SPRINKLE: Beth and I got to show at Documenta 14 in Germany, and we did a whole bunch of things over the nine-month exhibition. We did a visual art installation of our work, a movie premiere of our new film Water Makes Us Wet and we cuddled people between us in a bed in a big museum lobby as art for seven minutes a piece—an anti-Trump wall protest of sorts. We also did an outdoor theater piece called Ecosex Walking Tour with a team of fantastic international performance artists. In my opinion, Documenta is the best exhibition in the whole world. It’s only once every five years, so I can die now! [Laughs]. I was in it, what year? Actually, I get emotional when thinking about it [voice cracks up]. I was thinking about where I came from, but it was always the creative impulse for me, with sex work. It always came from the creative impulse. For me, prostitution and pornography were creative. Prostitution was private performance art and theater, you know? It’s all the same. But my grandfather was an artist, my parents were creative, I went to a lot of art museums growing up. For a long time, I never thought I was an artist because I thought someone else had to call you that.
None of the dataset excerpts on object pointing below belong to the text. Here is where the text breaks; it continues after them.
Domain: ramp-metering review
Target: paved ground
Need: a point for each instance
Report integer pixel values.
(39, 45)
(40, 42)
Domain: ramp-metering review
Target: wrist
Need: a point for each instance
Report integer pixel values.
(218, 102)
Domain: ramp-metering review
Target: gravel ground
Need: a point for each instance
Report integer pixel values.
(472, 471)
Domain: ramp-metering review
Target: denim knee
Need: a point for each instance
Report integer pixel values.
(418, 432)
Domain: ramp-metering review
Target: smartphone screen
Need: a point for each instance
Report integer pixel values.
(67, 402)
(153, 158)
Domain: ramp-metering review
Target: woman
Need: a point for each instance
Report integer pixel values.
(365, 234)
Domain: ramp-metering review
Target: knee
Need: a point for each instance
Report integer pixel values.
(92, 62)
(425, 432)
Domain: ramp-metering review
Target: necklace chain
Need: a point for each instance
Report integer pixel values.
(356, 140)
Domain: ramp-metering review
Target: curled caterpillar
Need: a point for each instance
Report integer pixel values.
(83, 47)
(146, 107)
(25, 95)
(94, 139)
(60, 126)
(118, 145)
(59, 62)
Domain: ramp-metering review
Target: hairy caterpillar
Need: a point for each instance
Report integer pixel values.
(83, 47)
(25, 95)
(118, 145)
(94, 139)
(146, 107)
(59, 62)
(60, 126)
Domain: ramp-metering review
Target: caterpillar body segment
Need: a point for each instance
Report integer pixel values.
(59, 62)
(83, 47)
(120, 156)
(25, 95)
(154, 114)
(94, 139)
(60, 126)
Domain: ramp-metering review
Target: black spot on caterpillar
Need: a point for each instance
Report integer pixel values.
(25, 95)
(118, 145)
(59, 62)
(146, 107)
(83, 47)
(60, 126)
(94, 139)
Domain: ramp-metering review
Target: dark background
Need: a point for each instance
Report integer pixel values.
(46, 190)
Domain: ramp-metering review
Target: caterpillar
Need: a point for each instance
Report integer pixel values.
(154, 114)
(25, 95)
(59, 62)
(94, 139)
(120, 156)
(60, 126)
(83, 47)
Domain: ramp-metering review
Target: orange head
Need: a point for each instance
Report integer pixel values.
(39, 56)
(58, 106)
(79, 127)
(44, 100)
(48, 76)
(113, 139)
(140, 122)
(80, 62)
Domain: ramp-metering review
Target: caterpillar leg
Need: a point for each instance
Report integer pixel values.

You couldn’t call yourself that, it would be egotistical. Eventually, I got my degree in fine arts.
SAYEJ: What else are you up to these days?
SPRINKLE: I’m going to Japan this week to do a big eco-sex show and then in a few weeks, I’m going to Austria to talk about our eco-sex project. There’s a whole network of eco-sexual artists doing interesting things, like Betty Grumble. There’s an artist in Taiwan who was recently at the Hong Kong protests who makes videos of men who make love with ferns. They’re incredible. He’s an art professor. There’s sex toys for plants and porn for plants, we’re going to make an installation in Japan next year about that.
SAYEJ: What else is happening?
SPRINKLE: I’m working on finishing a book and getting my archive together, but I also just had lung cancer surgery.
SAYEJ: What? OMG! Are you okay?
SPRINKLE: I’m okay. I’m technically cancer free, but I have other health issues. I have to get my ovaries out, there’s a lot of medical work and screenings. I had breast cancer and I had lung cancer, so I’m not going to be around forever. I want to get my archive organized and placed. Interestingly, Harvard’s Schlesinger Library has been collecting sex worker archives, so I’m hoping to place my archive to them because they have Candida Royalle’s work there, as well as Margo St. James. They now have a great collection of sex worker materials. I know I’ve been very privileged up the wazoo, a lot of luck. I think I really succeeded making a bridge between sex worker art and culture and the mainstream art world, which isn’t everybody’s thing. A lot of sex workers don’t care about the art world, but I kind of love it. It has been good to me. I feel more creative freedom in art than there is in sex history.
SAYEJ: I’m happy to hear that because the art world can be a really confining place with no sense of humor.
SPRINKLE: Ha! Well, my boyfriend in the 1970s was the European chairman of Fluxus, Willem de Ridder, so I learned about art largely from him. I’m really Fluxus influenced. One of the things I’m showing is one of my Tit Prints, I made thousands of them and I sold them at my shows and in galleries for cheap, like for $100 or $500. It was a concept I made up with de Ridder, using stencils, so there’s cubist and heart-shaped, abstract tit prints. We had a blast making them and I did them up until last year. I retired the tit prints [Laughs]. They’re made with non-toxic ink, many of them aren’t archival. A few early on were made with permanent ink, maybe that’s why I got breast cancer possibly.
SAYEJ: OMG.
SPRINKLE: Well, a lot of artists died from their materials, you know. A lot of artists died from toxic fumes, paint, paint thinners, silkscreen artists. I don’t know if that’s why I got breast cancer, but it’s possible. For the record, I’m quite healthy, but I just have to focus more on health than art. I’ve worked really hard my whole life to do work, but now I’m kind of pulling back. But I am healthy, technically.